The program pathname should be written so that it times-out and terminates after some interval (e.g., ten minutes).


Checking Modifications

Modifications to a configuration-file should be checked for correct syntax before being made operational. The syntax of all pqact configuration-files that are associated with active EXEC pqact entries in the LDM configuration-file can be checked via the command

ldmadmin pqactcheck
Otherwise, the syntax of the single pqact configuration-file, pathname, can be checked via the command
ldmadmin pqactcheck -p pathname

Limit on the Number of Open Output-Files

The pqact utility has a limit on the number of open output-files. A output-file is opened for every unique instance of the following actions:

FILE
STDIOFILE
DBFILE
PIPE
when taken together with their action-arguments after string substitution. Thus, for example, the (somewhat contrived) entry
ANY	(.*)	FILE	\1
would cause an output-file to be opened for every unique data-product identifier that the pqact process encountered!

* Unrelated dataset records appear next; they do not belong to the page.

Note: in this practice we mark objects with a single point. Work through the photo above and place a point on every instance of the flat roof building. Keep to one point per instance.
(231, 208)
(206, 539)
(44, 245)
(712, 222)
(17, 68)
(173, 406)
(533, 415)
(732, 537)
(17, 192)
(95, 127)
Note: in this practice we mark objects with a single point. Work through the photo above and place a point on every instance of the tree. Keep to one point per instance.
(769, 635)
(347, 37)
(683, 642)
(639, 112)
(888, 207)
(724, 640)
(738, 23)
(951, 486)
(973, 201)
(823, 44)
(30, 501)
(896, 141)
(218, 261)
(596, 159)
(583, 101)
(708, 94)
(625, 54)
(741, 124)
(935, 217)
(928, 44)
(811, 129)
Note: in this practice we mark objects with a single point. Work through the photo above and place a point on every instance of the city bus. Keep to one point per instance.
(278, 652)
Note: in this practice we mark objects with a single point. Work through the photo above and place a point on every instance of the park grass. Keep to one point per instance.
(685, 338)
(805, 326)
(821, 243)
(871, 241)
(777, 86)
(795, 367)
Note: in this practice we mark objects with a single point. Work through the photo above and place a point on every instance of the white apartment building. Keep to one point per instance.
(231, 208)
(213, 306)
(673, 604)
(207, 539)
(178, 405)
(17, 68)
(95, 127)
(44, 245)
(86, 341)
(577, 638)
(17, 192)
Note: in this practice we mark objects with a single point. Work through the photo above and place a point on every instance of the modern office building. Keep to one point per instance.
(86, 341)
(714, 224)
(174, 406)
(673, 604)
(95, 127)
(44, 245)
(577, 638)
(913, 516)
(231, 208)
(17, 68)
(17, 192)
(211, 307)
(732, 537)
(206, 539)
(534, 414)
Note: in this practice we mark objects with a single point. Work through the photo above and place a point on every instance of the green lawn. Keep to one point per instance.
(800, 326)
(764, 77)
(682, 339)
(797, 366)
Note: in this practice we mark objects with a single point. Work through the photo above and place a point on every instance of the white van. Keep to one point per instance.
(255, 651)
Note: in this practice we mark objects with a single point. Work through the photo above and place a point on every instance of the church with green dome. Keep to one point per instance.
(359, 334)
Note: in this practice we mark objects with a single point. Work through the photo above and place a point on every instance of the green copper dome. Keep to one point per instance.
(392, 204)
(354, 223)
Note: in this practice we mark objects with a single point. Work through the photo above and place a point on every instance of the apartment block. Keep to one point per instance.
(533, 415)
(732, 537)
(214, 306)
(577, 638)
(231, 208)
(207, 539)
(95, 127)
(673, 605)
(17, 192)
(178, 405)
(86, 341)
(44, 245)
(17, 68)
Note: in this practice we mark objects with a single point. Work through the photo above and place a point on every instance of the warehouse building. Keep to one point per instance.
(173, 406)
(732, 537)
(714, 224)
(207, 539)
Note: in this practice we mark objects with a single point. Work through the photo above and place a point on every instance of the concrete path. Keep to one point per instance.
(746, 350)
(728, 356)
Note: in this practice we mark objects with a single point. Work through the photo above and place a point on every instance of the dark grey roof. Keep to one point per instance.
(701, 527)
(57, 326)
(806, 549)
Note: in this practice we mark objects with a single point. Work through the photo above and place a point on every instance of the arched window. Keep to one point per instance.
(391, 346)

The limit on the number of open output-files is equal to the output of the command

getconf OPEN_MAX | awk '{print $1-3}'

This limit has ramifications for decoding data. When the pqact program wants to open a new output-file after having reached its limit, it first closes the least recently used output-file. If the action associated with that output-file is PIPE, then the decoder process reading from the pipe will encounter an end-of-file condition and will terminate. As a consequence, decoders must be written so that they can "start-up" in the middle of decoding a product. If this is not possible, then more than one pqact(1) utility can be started (each with its own configuration-file, or course) and the work shared between them so that no one pqact(1) utility reaches the limit.